Hillary Clinton: US to Launch ‘Virtual Embassy’ to Reach Iranians
The Obama administration is looking to launch a “virtual embassy” online to reach out to Iranians because it does not have a physical embassy in Tehran, Secretary Clinton said today.
Clinton made the announcement in interviews with two Persian-language television shows, the first time she’s spoken to Persian television as America’s top diplomat.
“My goal in speaking with you today is to clearly communicate to the people of Iran, particularly the very large population of young people, that the U.S. has no argument with you,” she told the popular Voice of America program “Parazit” today. The show is modeled on Jon Stewart’s “The Daily Show,” but the interview was serious and featured questions submitted by viewers.
The website is scheduled to launch by the end of the year, Clinton said. It will offer guidance to Iranian students and others who want to apply for visas to visit the United States and will include information on U.S. policies. She said the United States wants to increase the number of Iranians studying in the U.S.
A State Department official, speaking on the condition of anonymity in accordance with diplomatic protocol, said the website will be available in English and Persian and will resemble other U.S. embassy websites, but with a disclaimer that the U.S. does not have diplomatic relations with Iran.
The United States broke off relations with Iran shortly after the 1979 revolution and neither country has an embassy in the other’s capital.
Clinton noted today that Iran is one of the most effective countries when it comes to restricting, blocking and monitoring Internet access.
“We have also seen the regime in Iran impose what amounts to an electronic curtain, it’s the 21st century equivalent of the barbed wire and the fences and the dogs that the old Soviet Union used, because they come at from the same mentality,” she told the BBC show “Nowbateh Shoma,” which means “Your Turn.” “They want totalitarian control over what you learn and what you say, and even what you think and how you worship, and all the things that go to the heart of human dignity and human freedom.”
“It’s our opinion that the regime has the most effective ongoing efforts to both disrupt the Internet online communication and more traditional forms of communication, obviously, as well — like telephones, cell phones,” she told VOA. “And they also have a relentless campaign going to follow up on anybody they find who’s expressing themselves in any way, which is sometimes hard to understand, that they consider subversive.”
The State Department official acknowledged that this new website is likely to be blocked or censored, but said the U.S. is helping Iranians get around the restrictions. In her interviews today, Clinton confirmed that the U.S. is providing technology to Iranians that would allow them to circumvent those controls, but did not elaborate.
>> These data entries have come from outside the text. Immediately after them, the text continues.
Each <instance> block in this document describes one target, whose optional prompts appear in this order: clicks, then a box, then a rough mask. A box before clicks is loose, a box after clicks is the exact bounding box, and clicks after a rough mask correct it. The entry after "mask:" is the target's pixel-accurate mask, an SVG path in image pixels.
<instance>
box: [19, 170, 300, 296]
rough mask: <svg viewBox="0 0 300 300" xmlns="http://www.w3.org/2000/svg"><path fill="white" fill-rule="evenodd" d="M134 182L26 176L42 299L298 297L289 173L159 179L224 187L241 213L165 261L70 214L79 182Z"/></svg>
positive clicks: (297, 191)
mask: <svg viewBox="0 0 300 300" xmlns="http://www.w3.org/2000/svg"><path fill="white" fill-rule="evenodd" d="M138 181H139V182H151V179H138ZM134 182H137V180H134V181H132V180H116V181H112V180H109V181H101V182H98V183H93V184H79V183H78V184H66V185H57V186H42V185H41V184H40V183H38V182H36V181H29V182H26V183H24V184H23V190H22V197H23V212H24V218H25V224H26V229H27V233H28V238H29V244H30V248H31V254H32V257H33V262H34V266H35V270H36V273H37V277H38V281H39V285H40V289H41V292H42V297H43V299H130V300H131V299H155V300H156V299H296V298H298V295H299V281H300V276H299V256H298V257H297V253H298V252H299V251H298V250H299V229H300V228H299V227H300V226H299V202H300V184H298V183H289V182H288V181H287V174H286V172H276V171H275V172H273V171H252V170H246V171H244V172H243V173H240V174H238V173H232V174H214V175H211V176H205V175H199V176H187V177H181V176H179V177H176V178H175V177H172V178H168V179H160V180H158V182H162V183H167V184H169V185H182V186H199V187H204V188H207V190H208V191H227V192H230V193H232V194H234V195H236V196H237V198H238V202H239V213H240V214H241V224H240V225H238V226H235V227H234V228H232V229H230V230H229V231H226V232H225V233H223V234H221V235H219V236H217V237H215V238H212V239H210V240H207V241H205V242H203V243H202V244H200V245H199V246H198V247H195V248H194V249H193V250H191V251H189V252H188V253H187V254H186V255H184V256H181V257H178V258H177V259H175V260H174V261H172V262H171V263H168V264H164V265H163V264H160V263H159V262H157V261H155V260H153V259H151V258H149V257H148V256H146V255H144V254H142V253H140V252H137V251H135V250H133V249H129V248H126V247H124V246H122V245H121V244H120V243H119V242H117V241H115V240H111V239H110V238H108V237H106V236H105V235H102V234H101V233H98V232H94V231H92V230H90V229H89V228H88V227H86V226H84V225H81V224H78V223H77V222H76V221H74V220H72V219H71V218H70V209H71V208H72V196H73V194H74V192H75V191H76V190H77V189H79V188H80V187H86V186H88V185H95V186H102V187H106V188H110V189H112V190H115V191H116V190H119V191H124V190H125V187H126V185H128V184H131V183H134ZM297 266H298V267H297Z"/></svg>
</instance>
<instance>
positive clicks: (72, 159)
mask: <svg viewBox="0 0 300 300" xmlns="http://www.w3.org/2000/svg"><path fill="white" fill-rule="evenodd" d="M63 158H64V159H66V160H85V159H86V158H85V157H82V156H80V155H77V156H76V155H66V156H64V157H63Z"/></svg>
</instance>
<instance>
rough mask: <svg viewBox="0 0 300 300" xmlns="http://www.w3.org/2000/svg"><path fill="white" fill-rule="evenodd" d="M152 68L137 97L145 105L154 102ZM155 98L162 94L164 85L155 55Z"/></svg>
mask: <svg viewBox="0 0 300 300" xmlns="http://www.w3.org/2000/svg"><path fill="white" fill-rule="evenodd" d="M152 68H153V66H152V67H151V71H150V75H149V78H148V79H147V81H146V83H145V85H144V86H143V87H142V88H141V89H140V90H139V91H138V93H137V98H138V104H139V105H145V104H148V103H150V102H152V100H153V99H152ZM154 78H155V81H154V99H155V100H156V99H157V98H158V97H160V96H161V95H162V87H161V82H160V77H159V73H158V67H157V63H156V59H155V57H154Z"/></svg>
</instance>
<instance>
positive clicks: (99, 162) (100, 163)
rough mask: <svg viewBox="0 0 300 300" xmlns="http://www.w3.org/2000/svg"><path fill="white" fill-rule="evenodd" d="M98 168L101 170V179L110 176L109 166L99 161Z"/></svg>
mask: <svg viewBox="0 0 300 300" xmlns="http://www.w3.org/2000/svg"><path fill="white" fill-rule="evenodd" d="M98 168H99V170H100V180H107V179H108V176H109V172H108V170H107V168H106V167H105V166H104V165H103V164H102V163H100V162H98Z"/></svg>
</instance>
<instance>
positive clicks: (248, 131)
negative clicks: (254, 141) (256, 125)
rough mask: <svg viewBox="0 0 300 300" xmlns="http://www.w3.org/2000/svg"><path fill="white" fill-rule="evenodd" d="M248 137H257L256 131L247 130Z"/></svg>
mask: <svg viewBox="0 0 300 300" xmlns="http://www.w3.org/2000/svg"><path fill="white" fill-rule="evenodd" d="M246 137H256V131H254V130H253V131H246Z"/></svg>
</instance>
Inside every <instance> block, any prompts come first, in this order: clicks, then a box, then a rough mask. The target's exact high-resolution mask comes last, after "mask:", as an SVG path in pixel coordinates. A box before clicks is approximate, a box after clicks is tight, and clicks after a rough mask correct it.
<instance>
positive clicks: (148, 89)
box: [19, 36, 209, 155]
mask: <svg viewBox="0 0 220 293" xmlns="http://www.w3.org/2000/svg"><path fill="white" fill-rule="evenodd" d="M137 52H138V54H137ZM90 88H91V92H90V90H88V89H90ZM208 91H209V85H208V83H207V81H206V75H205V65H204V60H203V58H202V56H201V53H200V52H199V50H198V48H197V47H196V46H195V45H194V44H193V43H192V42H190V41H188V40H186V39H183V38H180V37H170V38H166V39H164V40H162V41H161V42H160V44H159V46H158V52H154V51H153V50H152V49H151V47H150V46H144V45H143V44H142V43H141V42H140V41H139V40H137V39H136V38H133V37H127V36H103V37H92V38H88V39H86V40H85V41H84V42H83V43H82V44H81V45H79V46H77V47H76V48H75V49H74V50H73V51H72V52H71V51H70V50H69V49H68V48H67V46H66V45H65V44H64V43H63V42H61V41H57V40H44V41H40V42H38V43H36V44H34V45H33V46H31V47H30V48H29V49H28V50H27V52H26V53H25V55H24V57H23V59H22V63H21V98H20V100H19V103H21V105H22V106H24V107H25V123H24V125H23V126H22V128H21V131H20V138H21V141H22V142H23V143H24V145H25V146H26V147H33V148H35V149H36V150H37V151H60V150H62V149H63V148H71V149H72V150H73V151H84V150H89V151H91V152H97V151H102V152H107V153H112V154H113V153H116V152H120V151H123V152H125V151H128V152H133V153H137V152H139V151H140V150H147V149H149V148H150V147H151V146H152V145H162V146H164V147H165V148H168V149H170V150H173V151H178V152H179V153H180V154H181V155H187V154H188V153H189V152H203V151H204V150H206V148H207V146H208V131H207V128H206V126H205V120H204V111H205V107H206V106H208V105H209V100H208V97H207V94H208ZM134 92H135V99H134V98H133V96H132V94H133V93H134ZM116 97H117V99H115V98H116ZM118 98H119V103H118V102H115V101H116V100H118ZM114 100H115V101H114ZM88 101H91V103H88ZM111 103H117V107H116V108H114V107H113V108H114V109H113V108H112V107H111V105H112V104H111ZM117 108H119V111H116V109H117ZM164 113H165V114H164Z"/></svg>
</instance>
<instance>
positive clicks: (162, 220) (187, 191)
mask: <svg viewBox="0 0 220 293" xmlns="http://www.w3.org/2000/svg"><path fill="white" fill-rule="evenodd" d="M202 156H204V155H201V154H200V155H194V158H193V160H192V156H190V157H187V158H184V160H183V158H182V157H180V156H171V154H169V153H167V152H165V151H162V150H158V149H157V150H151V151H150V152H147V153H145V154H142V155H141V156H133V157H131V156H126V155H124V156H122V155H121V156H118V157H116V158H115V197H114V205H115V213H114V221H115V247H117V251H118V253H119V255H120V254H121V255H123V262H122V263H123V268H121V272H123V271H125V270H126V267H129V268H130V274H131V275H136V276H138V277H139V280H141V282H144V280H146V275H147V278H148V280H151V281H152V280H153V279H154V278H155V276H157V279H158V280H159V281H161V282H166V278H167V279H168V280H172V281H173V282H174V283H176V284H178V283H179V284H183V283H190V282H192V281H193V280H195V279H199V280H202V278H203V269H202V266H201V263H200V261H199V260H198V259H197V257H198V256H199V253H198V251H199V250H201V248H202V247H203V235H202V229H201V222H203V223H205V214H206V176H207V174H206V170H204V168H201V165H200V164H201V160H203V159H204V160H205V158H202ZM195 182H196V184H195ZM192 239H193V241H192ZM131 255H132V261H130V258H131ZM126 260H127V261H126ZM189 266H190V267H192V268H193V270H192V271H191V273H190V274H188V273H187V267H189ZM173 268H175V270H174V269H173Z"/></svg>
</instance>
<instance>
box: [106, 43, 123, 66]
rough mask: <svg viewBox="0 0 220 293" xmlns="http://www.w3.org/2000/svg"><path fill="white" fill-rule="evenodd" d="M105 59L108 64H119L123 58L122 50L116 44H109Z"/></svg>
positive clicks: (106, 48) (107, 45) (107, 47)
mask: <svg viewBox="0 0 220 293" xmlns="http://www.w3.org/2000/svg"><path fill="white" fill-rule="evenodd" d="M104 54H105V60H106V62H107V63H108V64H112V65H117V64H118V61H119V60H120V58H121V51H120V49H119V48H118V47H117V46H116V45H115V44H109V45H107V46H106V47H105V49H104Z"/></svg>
Clinton reiterated the Obama administration’s willingness to engage with the government of Iran, despite its nuclear ambitions and the recent alleged plot to assassinate the Saudi ambassador to Washington.
“We think there are reasons for regret on both sides, as to what has happened in the past 50 years,” she said in the VOA interview. “But we would like to forge a new relationship. President Obama was very committed to doing that. So far, he hasn’t received a particularly positive response.”
Clinton also defended U.S. sanctions in Iran as an effective means of trying to change the Iranian regime’s behavior.
“We have always pursued a two-track policy,” she told the BBC. “We are prepared to engage if there is willingness on the other side and we use sanctions – and the international community supports the use of sanctions – to try to create enough pressure on the regime that they do have to think differently about what they are doing.”